Harper is in the highly-symbolic Toronto riding of Etobicoke-Lakeshore, where former Liberal leader Michael Ignatieff infamously lost his seat in the 2011 campaign to Conservative Bernard Trottier.

That campaign saw the Liberals reduced to third-party status, an ideological victory for the Conservatives who have long said that quashing the notion of Liberals as the natural governing party of Canada is one of their main ideological goals.

But with the Liberals reinvigorated under Justin Trudeau, Harper finds himself on the defensive in the riding and throughout Ontario, where he is spending the early part of the final week of the campaign.

So he’s shifting his focus not on selling his party’s policy but trying to hammer home the message of what a Liberal government will actually mean for Canadians.

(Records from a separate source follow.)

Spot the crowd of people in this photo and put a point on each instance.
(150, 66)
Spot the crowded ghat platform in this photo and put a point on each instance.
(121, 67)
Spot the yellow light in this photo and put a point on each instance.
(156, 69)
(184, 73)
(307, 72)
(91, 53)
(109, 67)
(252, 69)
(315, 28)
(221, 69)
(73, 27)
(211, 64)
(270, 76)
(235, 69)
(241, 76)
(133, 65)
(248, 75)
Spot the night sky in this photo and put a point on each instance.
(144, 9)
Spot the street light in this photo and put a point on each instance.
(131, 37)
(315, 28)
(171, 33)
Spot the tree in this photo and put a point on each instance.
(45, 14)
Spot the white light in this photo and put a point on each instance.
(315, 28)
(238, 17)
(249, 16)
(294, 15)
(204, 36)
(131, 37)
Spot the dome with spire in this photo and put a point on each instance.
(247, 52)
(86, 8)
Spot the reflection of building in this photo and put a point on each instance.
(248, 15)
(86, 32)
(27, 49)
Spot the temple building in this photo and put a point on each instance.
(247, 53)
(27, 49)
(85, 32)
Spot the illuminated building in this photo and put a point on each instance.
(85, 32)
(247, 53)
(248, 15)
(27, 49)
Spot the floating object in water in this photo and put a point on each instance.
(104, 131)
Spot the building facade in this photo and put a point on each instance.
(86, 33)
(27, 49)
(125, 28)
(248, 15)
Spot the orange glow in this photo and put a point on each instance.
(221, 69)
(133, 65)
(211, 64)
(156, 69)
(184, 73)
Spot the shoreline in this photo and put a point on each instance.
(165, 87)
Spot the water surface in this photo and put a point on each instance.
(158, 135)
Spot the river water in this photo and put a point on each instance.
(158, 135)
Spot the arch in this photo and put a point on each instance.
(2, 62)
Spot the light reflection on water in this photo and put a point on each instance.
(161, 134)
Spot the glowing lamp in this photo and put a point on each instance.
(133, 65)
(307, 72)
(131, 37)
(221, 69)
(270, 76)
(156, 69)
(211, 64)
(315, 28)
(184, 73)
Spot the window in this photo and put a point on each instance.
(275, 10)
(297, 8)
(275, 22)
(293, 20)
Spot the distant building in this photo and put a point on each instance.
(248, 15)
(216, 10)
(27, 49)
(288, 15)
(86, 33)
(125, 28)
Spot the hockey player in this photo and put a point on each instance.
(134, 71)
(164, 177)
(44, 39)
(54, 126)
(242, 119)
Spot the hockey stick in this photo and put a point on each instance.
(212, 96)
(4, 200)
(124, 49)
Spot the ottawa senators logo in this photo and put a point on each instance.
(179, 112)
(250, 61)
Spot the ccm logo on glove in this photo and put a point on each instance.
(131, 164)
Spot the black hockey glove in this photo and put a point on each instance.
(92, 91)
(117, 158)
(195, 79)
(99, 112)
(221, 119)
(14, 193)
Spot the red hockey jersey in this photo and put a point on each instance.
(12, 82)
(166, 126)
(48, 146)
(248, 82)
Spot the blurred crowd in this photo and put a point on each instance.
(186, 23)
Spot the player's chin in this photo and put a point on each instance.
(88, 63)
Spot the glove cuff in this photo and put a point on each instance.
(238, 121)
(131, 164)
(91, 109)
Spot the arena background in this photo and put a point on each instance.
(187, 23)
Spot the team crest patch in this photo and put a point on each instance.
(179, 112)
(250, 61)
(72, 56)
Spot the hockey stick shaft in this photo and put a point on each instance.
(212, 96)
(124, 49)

READ MORE: 7 things to watch for in the last 7 days of the election

One candidate alongside the prime minister Tuesday was Ted Opitz, who won the riding of Etobicoke Centre in 2011 by only a handful of votes, triggering a judicial review that ended up in front of the Supreme Court of Canada, which ultimately upheld Opitz’s victory.

Also in attendance at Harper’s event were Coun. Rob Ford and his brother Doug.

Doug Ford said he believes Harper’s campaign is running well and that it’s his message – and not the size of rallies – that matters.